Intel Is Patching the Patch for the Patch for Its ‘Zombieload’ Flaw
Intel’s made two attempts to fix the microprocessor vulnerability it was warned about 18 months ago. Third time’s the charm?
Over the last two years, security researchers have dug up one technique after another that lets a hacker trick Intel’s microprocessors into spilling a computer’s deepest secrets. As those flaws have been exposed, chipmakers have scrambled to patch them. But for one serious form of those attacks it turns out that Intel still hasn’t successfully patched the underlying problem despite 18 months of warnings—and not one but two failed attempts to do so.

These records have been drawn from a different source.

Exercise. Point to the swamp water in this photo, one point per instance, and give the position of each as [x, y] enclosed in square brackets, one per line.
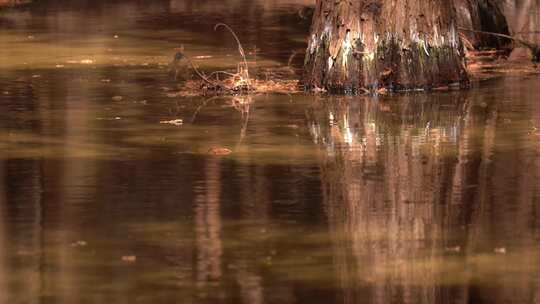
[398, 199]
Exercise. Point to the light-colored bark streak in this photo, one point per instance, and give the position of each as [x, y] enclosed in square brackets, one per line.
[408, 44]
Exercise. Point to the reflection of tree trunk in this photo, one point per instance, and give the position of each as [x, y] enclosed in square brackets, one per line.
[394, 44]
[4, 258]
[208, 225]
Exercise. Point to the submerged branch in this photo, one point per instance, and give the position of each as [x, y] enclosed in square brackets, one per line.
[530, 45]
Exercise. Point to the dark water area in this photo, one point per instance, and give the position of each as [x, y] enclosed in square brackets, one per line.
[419, 198]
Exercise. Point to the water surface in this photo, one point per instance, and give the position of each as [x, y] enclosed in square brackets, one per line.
[397, 199]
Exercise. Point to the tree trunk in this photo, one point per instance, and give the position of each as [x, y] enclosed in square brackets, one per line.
[482, 15]
[392, 44]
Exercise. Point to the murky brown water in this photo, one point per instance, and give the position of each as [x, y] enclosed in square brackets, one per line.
[407, 199]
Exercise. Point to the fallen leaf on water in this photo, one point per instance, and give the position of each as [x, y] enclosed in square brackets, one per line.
[174, 122]
[219, 151]
[129, 258]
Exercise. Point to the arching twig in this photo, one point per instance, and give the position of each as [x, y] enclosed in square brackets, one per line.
[240, 48]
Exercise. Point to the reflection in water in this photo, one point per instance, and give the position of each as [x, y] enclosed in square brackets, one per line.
[208, 226]
[413, 195]
[417, 199]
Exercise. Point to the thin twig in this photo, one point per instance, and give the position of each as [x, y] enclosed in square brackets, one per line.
[240, 48]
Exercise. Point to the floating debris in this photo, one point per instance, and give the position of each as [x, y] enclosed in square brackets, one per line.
[500, 250]
[219, 151]
[109, 118]
[129, 258]
[79, 244]
[454, 249]
[174, 122]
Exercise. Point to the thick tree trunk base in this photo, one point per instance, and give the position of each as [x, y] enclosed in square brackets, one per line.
[396, 45]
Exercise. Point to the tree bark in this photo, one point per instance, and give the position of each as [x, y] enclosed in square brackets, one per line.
[482, 15]
[392, 44]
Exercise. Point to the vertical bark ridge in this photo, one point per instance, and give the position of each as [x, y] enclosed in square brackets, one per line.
[395, 44]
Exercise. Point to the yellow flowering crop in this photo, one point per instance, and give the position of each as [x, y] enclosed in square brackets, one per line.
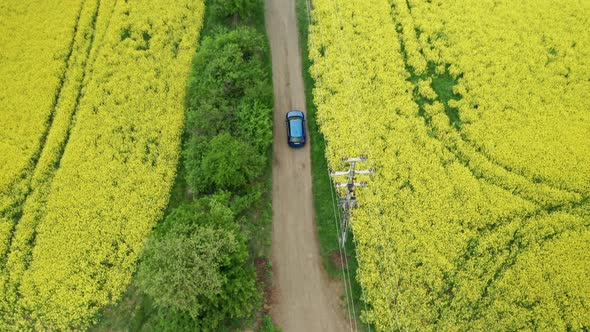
[475, 115]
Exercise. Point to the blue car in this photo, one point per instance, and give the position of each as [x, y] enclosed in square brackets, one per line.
[295, 128]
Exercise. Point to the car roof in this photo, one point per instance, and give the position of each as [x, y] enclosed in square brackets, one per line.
[296, 126]
[295, 113]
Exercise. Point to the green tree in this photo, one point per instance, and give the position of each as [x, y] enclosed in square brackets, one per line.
[195, 266]
[222, 163]
[245, 9]
[228, 67]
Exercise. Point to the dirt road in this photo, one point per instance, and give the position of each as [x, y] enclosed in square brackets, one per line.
[303, 297]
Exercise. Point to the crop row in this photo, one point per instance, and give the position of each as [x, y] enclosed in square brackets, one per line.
[449, 235]
[104, 172]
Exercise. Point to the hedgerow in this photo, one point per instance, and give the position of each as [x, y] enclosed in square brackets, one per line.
[477, 216]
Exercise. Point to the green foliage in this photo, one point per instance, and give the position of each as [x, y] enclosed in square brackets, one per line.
[195, 267]
[228, 67]
[245, 9]
[227, 164]
[230, 92]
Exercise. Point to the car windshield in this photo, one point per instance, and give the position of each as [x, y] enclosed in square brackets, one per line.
[296, 124]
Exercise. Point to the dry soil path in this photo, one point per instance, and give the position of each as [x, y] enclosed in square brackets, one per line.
[304, 299]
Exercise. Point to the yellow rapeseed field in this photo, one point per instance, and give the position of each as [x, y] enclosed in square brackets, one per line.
[476, 116]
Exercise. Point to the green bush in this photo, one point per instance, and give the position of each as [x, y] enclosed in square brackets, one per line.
[195, 267]
[245, 9]
[222, 163]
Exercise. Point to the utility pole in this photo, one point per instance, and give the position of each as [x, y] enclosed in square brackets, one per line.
[348, 202]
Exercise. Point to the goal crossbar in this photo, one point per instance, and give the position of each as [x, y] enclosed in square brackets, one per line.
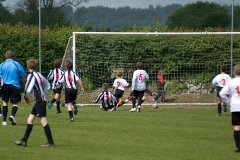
[140, 33]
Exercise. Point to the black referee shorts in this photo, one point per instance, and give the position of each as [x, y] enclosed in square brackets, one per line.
[39, 109]
[11, 92]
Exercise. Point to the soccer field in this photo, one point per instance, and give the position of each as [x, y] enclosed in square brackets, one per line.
[167, 133]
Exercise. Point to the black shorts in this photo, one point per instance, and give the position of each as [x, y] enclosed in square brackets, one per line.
[235, 118]
[39, 109]
[70, 95]
[138, 94]
[57, 91]
[218, 91]
[118, 93]
[11, 92]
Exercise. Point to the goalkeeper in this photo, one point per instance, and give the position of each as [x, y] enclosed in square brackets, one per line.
[129, 98]
[119, 85]
[106, 97]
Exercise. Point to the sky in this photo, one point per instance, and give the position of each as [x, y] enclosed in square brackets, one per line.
[136, 3]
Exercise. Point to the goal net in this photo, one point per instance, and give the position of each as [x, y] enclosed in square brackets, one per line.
[190, 59]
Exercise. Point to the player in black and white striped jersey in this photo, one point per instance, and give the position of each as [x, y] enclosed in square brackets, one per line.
[1, 96]
[55, 75]
[106, 97]
[39, 86]
[71, 78]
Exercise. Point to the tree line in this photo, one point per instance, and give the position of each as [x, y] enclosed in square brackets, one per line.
[199, 15]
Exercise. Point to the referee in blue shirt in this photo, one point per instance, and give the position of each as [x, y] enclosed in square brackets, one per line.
[11, 72]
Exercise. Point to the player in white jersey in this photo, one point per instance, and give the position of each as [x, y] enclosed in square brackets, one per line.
[232, 89]
[55, 75]
[106, 97]
[220, 81]
[71, 80]
[119, 85]
[139, 78]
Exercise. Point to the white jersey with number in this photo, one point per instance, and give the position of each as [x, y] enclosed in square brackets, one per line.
[139, 78]
[221, 80]
[120, 83]
[233, 90]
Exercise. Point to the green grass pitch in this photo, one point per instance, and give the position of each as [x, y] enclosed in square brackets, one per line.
[166, 133]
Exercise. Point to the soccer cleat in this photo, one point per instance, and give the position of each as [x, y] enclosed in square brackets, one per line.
[48, 145]
[57, 111]
[224, 107]
[63, 104]
[113, 109]
[139, 109]
[49, 104]
[237, 150]
[12, 119]
[75, 110]
[71, 119]
[132, 110]
[21, 143]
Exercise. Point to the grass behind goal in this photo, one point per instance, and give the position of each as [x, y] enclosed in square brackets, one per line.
[167, 133]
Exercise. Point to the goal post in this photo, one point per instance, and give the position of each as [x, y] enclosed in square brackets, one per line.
[190, 59]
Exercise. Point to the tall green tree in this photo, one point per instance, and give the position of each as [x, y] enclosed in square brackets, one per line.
[200, 15]
[52, 11]
[5, 15]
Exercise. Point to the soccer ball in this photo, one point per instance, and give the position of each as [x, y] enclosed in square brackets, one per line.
[155, 105]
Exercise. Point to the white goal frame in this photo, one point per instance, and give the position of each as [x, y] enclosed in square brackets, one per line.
[72, 46]
[143, 33]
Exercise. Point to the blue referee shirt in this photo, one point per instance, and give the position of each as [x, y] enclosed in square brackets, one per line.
[11, 71]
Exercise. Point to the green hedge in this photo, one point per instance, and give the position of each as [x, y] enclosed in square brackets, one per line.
[104, 52]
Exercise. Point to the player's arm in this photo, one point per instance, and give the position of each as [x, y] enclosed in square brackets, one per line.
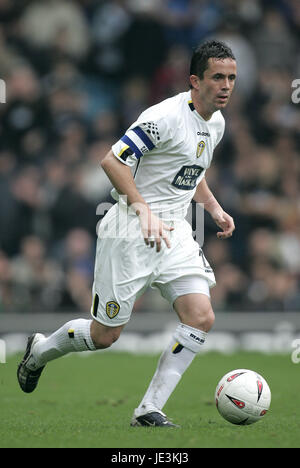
[205, 196]
[120, 175]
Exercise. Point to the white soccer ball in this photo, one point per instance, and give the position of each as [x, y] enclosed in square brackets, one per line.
[242, 397]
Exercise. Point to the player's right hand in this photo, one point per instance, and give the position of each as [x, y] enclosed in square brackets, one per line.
[154, 230]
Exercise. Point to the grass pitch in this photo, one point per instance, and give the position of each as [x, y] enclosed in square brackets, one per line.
[87, 401]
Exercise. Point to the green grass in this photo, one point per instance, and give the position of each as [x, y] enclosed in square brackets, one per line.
[88, 402]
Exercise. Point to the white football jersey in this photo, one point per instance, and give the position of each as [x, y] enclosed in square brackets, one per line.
[169, 148]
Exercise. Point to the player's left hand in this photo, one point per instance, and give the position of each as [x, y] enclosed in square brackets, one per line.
[226, 223]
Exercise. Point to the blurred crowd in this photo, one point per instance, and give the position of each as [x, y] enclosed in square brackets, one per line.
[77, 74]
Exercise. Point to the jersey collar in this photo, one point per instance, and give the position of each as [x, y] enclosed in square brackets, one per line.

On Monday, Intel announced that it will issue yet another update to its processors designed to solve a problem it calls “microarchitectural data sampling,” or MDS. Different teams of researchers who independently discovered the issue call it RIDL or Zombieload, and warned Intel about the problem as early as June of 2018. The new update, which Intel says will be made available “in the coming weeks,” is intended to fix two methods to exploit Intel chips via MDS, which have remained possible even after Intel released MDS patches in May of 2019 and then again last November. Some of the researchers first warned Intel about the more serious of the two flaws that it’s trying to fix now in a paper shared with Intel fully a year ago. Other researchers even shared proof-of-concept code with the company last May.